Reopen #7: pLDDT not writing to PDB
I am having the same issue as was previously reported in #7, where all pLDDT values are being stored as 1.00. Including print(protein.plddt) provides the per-residue tensor values for pLDDT (values less than 1), so I know the model is generating them. I am running code that is very similar to #7.
Am I missing something obvious or has that previous bug popped back up?
I think this issue is in handling of the protein_complex into .to_pdb. If I print the output of
protein_complex= protein.to_protein_complex()
for chain in protein_complex.chain_iter():
print(chain.confidence)
I get an array of 1's (which is what is being output into the b-factor column of my PDBs). I've managed to hack my way out of this by running protein.to_pdb_string() and then writing the PDB file manually:
scaled_plddt = protein.plddt * 100
protein_chain = protein.to_protein_chain()
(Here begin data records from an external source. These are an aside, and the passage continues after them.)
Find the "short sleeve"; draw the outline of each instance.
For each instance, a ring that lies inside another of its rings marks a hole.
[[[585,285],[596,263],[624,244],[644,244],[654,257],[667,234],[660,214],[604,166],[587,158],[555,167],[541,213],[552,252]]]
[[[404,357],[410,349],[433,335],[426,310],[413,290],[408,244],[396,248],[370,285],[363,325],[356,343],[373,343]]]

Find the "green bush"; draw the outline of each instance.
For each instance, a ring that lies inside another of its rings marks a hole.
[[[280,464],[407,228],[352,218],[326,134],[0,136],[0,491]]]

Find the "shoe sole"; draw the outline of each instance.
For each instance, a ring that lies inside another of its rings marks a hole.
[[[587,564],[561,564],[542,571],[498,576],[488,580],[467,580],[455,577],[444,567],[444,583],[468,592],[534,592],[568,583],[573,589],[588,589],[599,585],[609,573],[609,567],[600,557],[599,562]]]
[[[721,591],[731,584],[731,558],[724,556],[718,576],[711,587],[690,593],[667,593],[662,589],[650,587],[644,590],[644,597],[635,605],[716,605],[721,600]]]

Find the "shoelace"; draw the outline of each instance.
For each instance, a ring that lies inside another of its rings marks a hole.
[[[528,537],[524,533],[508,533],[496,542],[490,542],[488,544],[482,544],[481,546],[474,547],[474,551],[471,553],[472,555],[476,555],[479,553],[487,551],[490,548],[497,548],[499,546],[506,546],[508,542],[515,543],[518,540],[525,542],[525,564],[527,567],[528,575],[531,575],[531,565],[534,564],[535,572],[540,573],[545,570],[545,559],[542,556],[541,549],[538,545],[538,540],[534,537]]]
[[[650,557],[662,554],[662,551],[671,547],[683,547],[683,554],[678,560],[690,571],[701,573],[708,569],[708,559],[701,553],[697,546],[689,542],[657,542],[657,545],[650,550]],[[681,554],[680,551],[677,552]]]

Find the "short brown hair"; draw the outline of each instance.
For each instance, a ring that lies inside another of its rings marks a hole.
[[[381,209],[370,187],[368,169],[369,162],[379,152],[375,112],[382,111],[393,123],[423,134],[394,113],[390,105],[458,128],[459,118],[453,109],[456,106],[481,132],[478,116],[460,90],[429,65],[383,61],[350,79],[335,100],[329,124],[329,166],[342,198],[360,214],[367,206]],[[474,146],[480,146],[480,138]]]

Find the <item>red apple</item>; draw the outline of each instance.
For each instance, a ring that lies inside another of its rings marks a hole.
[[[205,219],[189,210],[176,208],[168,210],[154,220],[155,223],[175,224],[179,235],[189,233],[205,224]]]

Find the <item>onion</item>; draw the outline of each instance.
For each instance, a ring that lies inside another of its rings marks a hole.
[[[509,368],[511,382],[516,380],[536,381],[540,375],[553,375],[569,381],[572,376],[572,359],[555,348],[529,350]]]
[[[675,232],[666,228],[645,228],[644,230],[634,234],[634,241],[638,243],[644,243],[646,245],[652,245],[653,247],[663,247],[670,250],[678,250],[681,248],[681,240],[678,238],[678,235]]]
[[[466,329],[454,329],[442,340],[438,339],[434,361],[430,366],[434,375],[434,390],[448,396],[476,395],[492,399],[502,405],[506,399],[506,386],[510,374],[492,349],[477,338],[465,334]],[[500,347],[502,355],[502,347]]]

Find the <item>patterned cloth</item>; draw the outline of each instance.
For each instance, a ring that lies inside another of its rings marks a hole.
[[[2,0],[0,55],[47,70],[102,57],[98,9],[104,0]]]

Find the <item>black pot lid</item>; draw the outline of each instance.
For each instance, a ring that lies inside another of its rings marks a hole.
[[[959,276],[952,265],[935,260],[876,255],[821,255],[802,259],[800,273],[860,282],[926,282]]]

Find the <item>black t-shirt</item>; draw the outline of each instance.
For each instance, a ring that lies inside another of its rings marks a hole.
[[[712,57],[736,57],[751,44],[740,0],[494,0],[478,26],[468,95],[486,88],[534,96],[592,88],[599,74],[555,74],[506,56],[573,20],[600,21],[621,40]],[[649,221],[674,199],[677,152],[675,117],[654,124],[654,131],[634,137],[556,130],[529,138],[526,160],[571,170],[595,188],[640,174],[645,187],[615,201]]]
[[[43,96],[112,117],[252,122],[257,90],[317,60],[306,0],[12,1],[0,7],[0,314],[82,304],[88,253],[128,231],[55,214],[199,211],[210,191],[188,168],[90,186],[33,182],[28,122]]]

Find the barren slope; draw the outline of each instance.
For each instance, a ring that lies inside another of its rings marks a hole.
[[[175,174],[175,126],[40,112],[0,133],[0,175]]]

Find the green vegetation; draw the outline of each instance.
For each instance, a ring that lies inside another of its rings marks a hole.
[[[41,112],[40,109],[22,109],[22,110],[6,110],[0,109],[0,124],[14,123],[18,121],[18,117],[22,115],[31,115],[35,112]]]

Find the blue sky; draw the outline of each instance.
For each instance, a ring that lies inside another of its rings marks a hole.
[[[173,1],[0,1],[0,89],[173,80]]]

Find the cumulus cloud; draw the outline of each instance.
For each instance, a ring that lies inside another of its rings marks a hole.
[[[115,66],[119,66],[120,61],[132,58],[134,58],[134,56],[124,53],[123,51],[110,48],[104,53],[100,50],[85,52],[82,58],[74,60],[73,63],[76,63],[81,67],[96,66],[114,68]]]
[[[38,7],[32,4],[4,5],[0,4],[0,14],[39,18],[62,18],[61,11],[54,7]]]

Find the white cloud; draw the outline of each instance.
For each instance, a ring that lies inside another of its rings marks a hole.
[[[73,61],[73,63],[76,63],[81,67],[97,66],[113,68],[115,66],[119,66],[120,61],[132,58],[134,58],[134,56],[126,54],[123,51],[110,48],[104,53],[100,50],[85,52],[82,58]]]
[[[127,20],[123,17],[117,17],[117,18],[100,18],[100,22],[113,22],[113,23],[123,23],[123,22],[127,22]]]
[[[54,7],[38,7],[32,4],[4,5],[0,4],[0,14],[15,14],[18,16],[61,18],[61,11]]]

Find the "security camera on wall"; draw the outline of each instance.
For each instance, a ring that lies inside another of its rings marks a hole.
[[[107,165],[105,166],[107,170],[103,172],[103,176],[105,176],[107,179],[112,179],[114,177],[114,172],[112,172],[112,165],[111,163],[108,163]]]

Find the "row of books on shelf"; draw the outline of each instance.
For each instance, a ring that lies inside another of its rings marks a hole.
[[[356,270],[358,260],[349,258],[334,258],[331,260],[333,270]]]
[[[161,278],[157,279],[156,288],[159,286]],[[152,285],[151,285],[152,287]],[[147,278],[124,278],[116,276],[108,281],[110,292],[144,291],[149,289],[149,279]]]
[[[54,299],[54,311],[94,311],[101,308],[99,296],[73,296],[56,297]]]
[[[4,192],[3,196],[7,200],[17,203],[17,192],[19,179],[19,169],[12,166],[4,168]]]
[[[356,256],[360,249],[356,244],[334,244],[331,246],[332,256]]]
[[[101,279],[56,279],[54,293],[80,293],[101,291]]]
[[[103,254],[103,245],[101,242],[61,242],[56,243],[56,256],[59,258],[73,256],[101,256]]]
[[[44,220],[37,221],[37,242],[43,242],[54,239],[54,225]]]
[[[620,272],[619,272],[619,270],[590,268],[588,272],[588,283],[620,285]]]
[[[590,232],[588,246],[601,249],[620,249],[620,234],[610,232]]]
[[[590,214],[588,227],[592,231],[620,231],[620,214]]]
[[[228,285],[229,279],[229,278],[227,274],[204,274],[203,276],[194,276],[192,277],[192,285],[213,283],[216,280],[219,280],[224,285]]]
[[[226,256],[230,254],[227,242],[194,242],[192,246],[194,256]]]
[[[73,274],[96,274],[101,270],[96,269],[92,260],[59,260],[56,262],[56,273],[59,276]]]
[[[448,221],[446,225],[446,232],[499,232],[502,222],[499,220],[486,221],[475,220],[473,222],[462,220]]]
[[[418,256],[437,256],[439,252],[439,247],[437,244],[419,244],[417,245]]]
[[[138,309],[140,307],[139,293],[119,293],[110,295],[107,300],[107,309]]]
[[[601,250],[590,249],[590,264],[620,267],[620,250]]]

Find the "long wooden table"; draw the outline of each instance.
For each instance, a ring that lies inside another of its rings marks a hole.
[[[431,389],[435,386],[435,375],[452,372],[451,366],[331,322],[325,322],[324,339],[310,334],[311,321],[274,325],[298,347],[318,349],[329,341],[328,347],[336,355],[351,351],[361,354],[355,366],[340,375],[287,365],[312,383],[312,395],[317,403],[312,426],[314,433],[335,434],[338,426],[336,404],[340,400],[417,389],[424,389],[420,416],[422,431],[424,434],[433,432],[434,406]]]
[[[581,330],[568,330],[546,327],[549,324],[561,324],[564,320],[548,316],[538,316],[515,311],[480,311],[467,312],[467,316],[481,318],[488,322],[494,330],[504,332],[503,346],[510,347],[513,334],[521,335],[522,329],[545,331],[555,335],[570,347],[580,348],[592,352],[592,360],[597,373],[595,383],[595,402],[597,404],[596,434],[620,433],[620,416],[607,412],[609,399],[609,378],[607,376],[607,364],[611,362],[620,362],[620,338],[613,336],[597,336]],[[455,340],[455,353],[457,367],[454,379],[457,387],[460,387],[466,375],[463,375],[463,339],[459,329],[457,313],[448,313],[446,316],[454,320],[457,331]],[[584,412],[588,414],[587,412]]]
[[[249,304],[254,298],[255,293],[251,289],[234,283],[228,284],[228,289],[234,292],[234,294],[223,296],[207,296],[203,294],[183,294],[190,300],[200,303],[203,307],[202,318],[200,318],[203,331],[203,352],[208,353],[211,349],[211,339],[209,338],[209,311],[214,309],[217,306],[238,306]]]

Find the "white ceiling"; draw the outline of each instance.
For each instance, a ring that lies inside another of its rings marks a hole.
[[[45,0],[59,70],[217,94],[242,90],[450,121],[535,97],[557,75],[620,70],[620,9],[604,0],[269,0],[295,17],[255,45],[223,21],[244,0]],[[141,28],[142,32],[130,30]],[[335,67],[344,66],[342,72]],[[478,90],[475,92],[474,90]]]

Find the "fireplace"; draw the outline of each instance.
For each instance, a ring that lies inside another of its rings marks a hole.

protein_chain.confidence = scaled_plddt.detach().cpu().numpy()
pdb_string = protein_chain.to_pdb_string()
with open(out_pdb, "w") as f:
f.write(pdb_string)
Let me know if I'm just missing something silly, or if this is a bona fide bug
Hello, thank you so much for developing and maintaining this tool! I am facing the same issue here where the pLDDT scores are not being written to the PDB file. Currently, @LandonGetz's hack works for me (thank you very much!) but am wondering if there is a fix in the works for this?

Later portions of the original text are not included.